N.B. Het kan zijn dat elementen ontbreken aan deze printversie.
Reportage
Supercars Vroeger moest je voor echt rijplezier een sportwagen aanschaffen. Nu de meeste stekkerauto’s sneller optrekken, schrijft Bas van Putten, staat zijn positie op het spel. Van welke sportief bedoelde tweezitters word je in dit land nog gelukkig?
In mijn jeugd, de jaren zeventig, was een snelle auto bijna automatisch een sportwagen. Dat kon afhankelijk van je smaak en budget een Porsche of Ferrari, Alfa Romeo of Lotus zijn. Plezier hoefde destijds niet veel te kosten. Voor weinig kocht je bij Fiat, Triumph of MG een kleintje dat motorisch niks voorstelde, maar met een laag gewicht en een goed onderstel aanzienlijk sneller door de bocht ging dan je Escort of Kadett.

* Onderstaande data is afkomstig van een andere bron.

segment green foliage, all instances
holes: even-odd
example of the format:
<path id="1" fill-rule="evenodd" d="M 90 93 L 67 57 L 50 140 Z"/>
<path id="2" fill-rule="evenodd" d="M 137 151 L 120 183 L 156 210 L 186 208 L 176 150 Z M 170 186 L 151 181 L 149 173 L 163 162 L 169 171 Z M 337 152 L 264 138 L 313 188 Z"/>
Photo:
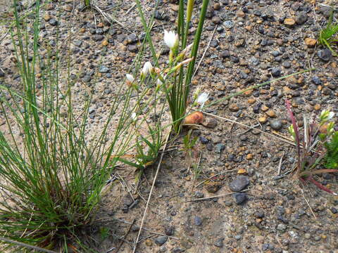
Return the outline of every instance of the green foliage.
<path id="1" fill-rule="evenodd" d="M 325 143 L 327 153 L 324 157 L 324 165 L 327 169 L 338 168 L 338 131 L 332 134 L 331 141 Z"/>
<path id="2" fill-rule="evenodd" d="M 106 180 L 130 148 L 133 89 L 117 89 L 106 122 L 89 140 L 91 95 L 82 113 L 75 113 L 71 71 L 61 67 L 58 38 L 44 58 L 39 55 L 39 4 L 32 33 L 14 10 L 11 35 L 23 89 L 0 86 L 6 123 L 6 131 L 0 131 L 0 233 L 13 242 L 67 250 L 69 240 L 80 244 L 77 233 L 92 224 Z M 42 64 L 38 79 L 35 70 Z M 115 132 L 108 133 L 118 113 Z M 15 243 L 7 242 L 18 252 Z"/>
<path id="3" fill-rule="evenodd" d="M 137 4 L 144 29 L 146 32 L 146 39 L 150 47 L 153 59 L 157 65 L 157 57 L 155 53 L 156 51 L 154 48 L 151 38 L 149 34 L 149 32 L 150 32 L 149 27 L 151 27 L 152 22 L 151 21 L 150 24 L 146 23 L 139 0 L 137 0 L 136 3 Z M 203 31 L 203 25 L 208 3 L 209 0 L 203 1 L 200 11 L 198 27 L 194 35 L 192 51 L 189 56 L 190 60 L 189 63 L 187 63 L 189 64 L 187 70 L 185 70 L 182 67 L 184 57 L 185 56 L 184 54 L 180 56 L 180 53 L 187 46 L 189 26 L 190 25 L 194 1 L 187 1 L 185 6 L 184 1 L 180 0 L 177 28 L 179 41 L 178 45 L 176 45 L 175 48 L 170 48 L 169 56 L 170 63 L 168 66 L 169 71 L 164 82 L 165 83 L 170 83 L 168 86 L 170 89 L 166 89 L 165 91 L 166 93 L 166 98 L 171 112 L 173 128 L 176 133 L 179 133 L 181 129 L 182 121 L 185 117 L 187 107 L 188 105 L 187 101 L 190 91 L 190 83 L 194 70 L 196 58 L 197 56 L 199 41 Z M 184 8 L 187 8 L 185 17 Z"/>
<path id="4" fill-rule="evenodd" d="M 334 124 L 331 121 L 334 113 L 328 110 L 323 111 L 319 116 L 318 122 L 309 122 L 303 117 L 303 134 L 301 134 L 296 117 L 291 110 L 291 103 L 287 100 L 286 104 L 292 122 L 289 133 L 297 150 L 296 170 L 299 179 L 302 181 L 308 181 L 320 189 L 337 195 L 313 179 L 313 176 L 316 174 L 338 172 L 338 169 L 335 169 L 334 167 L 327 169 L 318 168 L 325 164 L 325 162 L 326 165 L 336 165 L 338 157 L 338 132 L 334 131 Z"/>
<path id="5" fill-rule="evenodd" d="M 327 46 L 332 54 L 338 56 L 337 48 L 338 45 L 338 24 L 333 24 L 333 10 L 331 10 L 329 21 L 325 28 L 323 29 L 319 34 L 319 42 Z"/>
<path id="6" fill-rule="evenodd" d="M 90 0 L 84 0 L 84 6 L 89 7 L 90 6 Z"/>
<path id="7" fill-rule="evenodd" d="M 189 130 L 188 134 L 183 138 L 183 144 L 184 145 L 184 150 L 189 153 L 190 156 L 191 150 L 196 145 L 197 140 L 199 139 L 198 136 L 195 136 L 192 139 L 192 129 Z"/>

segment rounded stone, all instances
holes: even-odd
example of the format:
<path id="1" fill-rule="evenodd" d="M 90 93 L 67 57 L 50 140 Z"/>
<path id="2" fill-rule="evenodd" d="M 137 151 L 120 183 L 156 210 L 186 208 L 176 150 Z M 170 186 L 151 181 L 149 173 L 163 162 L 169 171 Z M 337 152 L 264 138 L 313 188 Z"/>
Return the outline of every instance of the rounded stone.
<path id="1" fill-rule="evenodd" d="M 282 124 L 282 122 L 278 119 L 273 120 L 270 122 L 270 126 L 271 126 L 273 130 L 278 131 L 282 128 L 282 126 L 283 124 Z"/>

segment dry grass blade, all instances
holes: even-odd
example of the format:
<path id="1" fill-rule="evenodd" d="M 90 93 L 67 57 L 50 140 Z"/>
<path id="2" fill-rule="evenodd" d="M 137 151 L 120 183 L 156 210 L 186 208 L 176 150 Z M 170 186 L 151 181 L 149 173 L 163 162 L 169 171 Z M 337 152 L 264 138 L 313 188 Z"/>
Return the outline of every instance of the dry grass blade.
<path id="1" fill-rule="evenodd" d="M 225 120 L 225 121 L 227 121 L 227 122 L 232 122 L 232 123 L 234 123 L 234 124 L 237 124 L 240 126 L 245 126 L 245 127 L 247 127 L 247 128 L 249 128 L 251 129 L 254 129 L 256 131 L 258 131 L 262 134 L 266 134 L 269 136 L 271 136 L 271 137 L 273 137 L 273 138 L 277 138 L 278 140 L 280 141 L 284 141 L 287 143 L 289 143 L 289 144 L 291 144 L 292 145 L 295 145 L 295 144 L 291 141 L 287 141 L 285 140 L 284 138 L 280 138 L 280 137 L 277 137 L 273 134 L 269 134 L 269 133 L 267 133 L 267 132 L 265 132 L 264 131 L 262 131 L 262 130 L 260 130 L 260 129 L 258 129 L 256 128 L 254 128 L 253 126 L 248 126 L 245 124 L 243 124 L 243 123 L 241 123 L 241 122 L 238 122 L 235 120 L 232 120 L 232 119 L 227 119 L 227 118 L 225 118 L 224 117 L 220 117 L 220 116 L 218 116 L 218 115 L 215 115 L 212 113 L 208 113 L 208 112 L 203 112 L 204 114 L 206 115 L 209 115 L 209 116 L 211 116 L 211 117 L 215 117 L 215 118 L 218 118 L 218 119 L 223 119 L 223 120 Z"/>
<path id="2" fill-rule="evenodd" d="M 170 132 L 171 132 L 171 128 L 170 128 L 170 130 L 169 131 L 169 133 L 170 133 Z M 165 143 L 164 143 L 163 150 L 165 150 L 165 148 L 167 147 L 167 143 L 168 143 L 168 141 L 169 139 L 169 136 L 170 136 L 170 134 L 168 134 L 168 136 L 167 136 L 167 138 L 165 140 Z M 158 161 L 158 165 L 157 166 L 156 172 L 155 174 L 155 176 L 154 176 L 154 180 L 153 180 L 153 183 L 151 185 L 151 188 L 150 189 L 149 196 L 148 197 L 148 200 L 146 201 L 146 208 L 145 208 L 144 212 L 143 214 L 142 221 L 141 221 L 141 226 L 139 226 L 139 233 L 137 233 L 137 238 L 136 238 L 135 245 L 134 246 L 132 253 L 134 253 L 135 251 L 136 251 L 136 248 L 137 247 L 137 243 L 138 243 L 139 239 L 139 235 L 141 235 L 141 232 L 142 231 L 143 224 L 144 223 L 144 221 L 146 219 L 146 212 L 148 211 L 148 206 L 149 205 L 150 200 L 151 199 L 151 196 L 152 196 L 153 190 L 154 190 L 154 187 L 155 186 L 155 183 L 156 183 L 156 179 L 157 179 L 157 176 L 158 175 L 158 171 L 160 171 L 161 164 L 162 162 L 162 160 L 163 159 L 163 155 L 164 155 L 164 152 L 163 152 L 162 154 L 161 155 L 160 160 Z"/>

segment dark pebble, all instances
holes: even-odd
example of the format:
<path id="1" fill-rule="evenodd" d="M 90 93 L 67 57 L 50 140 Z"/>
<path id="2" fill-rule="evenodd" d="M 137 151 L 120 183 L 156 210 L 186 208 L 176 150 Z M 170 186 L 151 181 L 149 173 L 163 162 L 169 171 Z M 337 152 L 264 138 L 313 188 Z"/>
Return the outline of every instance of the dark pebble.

Iets later werden in het voetspoor van de eerste Golf GTI de hot hatches populair, hatchbacks met veel vermogen. Daarna kwamen de turbodiesels, die met hun onbegrensde trekkracht en snel stijgende vermogens een serieuze bedreiging werden voor de sportcoupés. Toen ik een kleine twintig jaar geleden in een TVR Tuscan met 350 pk, topsnelheid 290, op de Autobahn vrij succesvol werd opgejaagd door een BMW 535d, zag ik het zwaard van Damocles boven mijn jongensdromen bungelen. En nu verpletteren de snelste stekkerauto’s ten minste bij het stoplicht bijna alle supercars.
Dan vraag je je toch af: is er nog toekomst voor de sportwagen? Hoe en waar kun je er nog van genieten in een vol land met steeds lagere maximumsnelheden? Waar de risico’s van hardrijden onder gevaarlijke omstandigheden sinds het gruwelijke ongeval met Nederlandse Porsches op de Autobahn weer pijnlijk op het netvlies staan?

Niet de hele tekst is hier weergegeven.